What may interest people is that we had the chance to defer the repayments for a year before we started paying back although apparently if we had used all the money before then we would have had to start the repayments immediately.

I do think it helps if you know the bank manager, not socially but we had been customers for a few years before we applied.

Suzanne - not that I know of, they all require monthly repayments with exception of the "prêt viager" mentioned below. Then again, I am much more up to speed with products available to the non-resident market so the fact I don't know of it does not mean it does not exist for french fiscal residents!! Bridging loans do exist, the terms of which depend on whether it's to bridge to the purchase of a different house in France, or just a "pret sec" ... meaning no second loan will follow with the bank once house 1 is sold. Still, repayments are necessary either way.
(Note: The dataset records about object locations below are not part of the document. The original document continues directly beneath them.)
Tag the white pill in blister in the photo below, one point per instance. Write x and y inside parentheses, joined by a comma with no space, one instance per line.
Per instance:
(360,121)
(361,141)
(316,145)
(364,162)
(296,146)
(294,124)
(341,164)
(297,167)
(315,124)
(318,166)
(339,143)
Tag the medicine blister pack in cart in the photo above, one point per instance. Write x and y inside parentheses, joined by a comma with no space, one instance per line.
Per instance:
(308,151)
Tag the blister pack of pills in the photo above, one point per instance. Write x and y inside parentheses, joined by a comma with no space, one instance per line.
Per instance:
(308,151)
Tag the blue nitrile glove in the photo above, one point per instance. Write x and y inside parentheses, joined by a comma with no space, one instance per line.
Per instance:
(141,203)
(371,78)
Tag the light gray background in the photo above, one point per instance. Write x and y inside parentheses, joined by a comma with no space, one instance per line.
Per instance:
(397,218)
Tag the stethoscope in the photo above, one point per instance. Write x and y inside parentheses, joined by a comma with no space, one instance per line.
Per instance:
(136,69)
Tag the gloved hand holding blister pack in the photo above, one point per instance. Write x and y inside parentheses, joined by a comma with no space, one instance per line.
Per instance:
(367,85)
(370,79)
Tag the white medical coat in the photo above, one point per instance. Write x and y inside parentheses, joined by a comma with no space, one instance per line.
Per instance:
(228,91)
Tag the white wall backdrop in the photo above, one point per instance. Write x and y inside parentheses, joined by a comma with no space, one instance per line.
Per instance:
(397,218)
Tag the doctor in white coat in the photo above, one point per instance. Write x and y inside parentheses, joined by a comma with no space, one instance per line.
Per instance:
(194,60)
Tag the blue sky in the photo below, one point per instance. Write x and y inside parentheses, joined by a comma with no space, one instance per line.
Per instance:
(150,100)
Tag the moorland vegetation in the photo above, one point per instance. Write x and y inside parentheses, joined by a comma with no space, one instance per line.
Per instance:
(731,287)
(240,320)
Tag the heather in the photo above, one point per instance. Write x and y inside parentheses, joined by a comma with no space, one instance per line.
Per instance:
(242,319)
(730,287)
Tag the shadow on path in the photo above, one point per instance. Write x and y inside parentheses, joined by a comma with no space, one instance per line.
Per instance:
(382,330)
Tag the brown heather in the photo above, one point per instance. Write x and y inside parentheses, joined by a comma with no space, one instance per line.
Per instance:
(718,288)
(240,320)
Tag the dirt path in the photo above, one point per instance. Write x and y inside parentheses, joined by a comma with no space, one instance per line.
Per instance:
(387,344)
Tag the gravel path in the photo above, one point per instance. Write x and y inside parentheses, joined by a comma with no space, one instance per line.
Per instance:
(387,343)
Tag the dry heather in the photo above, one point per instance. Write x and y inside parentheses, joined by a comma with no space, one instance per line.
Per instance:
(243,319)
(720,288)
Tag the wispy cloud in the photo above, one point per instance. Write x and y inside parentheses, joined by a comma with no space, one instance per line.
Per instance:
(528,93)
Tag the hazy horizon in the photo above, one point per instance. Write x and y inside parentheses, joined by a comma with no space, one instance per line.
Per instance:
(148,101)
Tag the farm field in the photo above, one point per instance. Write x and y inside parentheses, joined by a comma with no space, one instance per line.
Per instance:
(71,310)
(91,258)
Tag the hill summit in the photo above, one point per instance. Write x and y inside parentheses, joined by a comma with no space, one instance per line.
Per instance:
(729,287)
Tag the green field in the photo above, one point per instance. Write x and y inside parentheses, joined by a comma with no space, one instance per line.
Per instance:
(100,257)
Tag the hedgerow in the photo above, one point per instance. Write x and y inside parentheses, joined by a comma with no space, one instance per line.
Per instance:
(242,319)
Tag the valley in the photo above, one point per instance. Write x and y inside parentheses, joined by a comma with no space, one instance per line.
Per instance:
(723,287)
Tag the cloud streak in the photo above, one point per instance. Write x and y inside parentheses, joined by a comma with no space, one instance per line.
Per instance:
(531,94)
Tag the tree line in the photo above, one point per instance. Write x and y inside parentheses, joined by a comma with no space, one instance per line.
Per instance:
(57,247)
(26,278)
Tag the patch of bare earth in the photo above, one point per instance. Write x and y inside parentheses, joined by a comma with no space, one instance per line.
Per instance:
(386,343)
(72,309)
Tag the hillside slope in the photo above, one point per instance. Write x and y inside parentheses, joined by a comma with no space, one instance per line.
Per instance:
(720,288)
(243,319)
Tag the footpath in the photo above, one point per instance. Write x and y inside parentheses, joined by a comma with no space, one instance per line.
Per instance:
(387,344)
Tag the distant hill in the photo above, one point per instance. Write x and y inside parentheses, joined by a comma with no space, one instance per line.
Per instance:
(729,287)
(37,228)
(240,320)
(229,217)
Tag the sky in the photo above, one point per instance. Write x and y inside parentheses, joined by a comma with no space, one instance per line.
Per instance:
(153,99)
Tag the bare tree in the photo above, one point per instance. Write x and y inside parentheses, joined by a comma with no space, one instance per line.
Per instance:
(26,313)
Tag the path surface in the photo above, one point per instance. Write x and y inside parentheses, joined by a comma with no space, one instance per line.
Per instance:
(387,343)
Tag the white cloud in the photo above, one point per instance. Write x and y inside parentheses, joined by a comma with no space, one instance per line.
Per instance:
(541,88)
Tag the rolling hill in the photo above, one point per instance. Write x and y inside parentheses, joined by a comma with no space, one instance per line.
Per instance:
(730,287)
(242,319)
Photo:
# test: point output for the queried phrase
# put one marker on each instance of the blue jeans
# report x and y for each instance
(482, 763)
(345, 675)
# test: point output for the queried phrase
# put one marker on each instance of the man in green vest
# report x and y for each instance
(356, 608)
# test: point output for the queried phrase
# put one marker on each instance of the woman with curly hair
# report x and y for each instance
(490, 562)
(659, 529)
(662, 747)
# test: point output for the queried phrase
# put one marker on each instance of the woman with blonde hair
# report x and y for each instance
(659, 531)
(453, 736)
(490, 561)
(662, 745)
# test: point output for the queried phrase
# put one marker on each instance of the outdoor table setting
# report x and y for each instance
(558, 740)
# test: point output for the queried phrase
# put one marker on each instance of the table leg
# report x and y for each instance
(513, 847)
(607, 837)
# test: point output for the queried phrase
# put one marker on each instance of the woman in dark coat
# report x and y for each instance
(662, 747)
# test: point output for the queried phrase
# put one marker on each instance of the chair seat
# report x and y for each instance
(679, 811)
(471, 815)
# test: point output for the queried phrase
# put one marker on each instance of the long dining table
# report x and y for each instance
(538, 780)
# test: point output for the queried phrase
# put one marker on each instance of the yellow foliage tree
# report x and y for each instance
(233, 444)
Thanks Martin - we thought the interest would accrue and once our house sold we'd just clear off the loan and the interest automatically but wouldn't need to pay monthly. Does any such marvellous product exist in the french market place - like a bridging loan in the UK?

Hi Martin - we got the loan from our bank - La Poste. It was to carry on renovating our apartment building to create more apartments for rent. They were happy to take the income of the flats we'd already created as our income to pay off the loan.

just a few follow-up points in case it helps others coming across this post:

- "Equity release" loans in France are handled as per normal loans in that you need to repay monthly, and need to qualify based on your income & assets (as Kate mentioned). Property value comes into it also in that you can only leverage up to (typically) 70% of the appraised value.

- What Veronica mentions below sounds like a "pret viager" which is slightly different. CF release a percentage of the property price (sliding scale starting from from age 65 I believe) as a lump some and no monthly payments are made. Interest accrues on the amount borrowed and on death of the policy holders, the successors have up to 6 months to pay off the principle + accrued interest, or can sell the house to pay off the loan, the remaining proceeds becoming part of the inheritance. As mentioned, initial costs are very high and interest rates are very high, in my opinion. It is a product that can suit certain people with no income, a big valuable house that they wish to live, and with no successors, but you really need to appreciate the costs + final outcome.

- Kate, would be interested in understanding more about your pret travaux & the work it covered...was it from a local CA branch?

Theres more likelihood of sadam hussein lending the money than any french bank and credit foncier must be the worst - kept me hanging around for 6 months sending every document i ever owned , to be told my income wasnt sufficient - they knew this on day one !


Thanks Kate, useful to know.

We got a hefty pret travaux loan and are doing all the work ourselves. We had to justify any purchases with factures from our suppliers (including Brico Depot etc) but no problem at all being DIY - however, we do have income from rental property so it wasn't equity release....

In our experience, loans here are not based on value of the property, just ability to pay.

Our mortgage on our next house is through Credit Foncier, no problems with the initial mortgage but they wouldn't do equity release against our current home.

There is a company called Credit Foncier that gives equity release BUT the interest rate is very high, something like almot 9% compounded interest. I would not advice going with them. We did, my husband died shortly afterwards and now I am left with a huge bill to pay back when I sell the house - on the other hand I can stay in this house for the rest of my life and not pay them a penny - they take the house on my death.

Hello, we took equity release on our property in 2009, having originally purchased it in 2003. The other half is a builder so we had made some vast improvements by the time we did it. We were with the Abbey National who at the time supplied mortgages in France, but they are now part of the BNP group. I can't remember if they were still the Abbey when we did it but our mortgage is now with BNP. We approached the bank directly. We have a micro reel and I am also salaried so that may have helped. Good luck.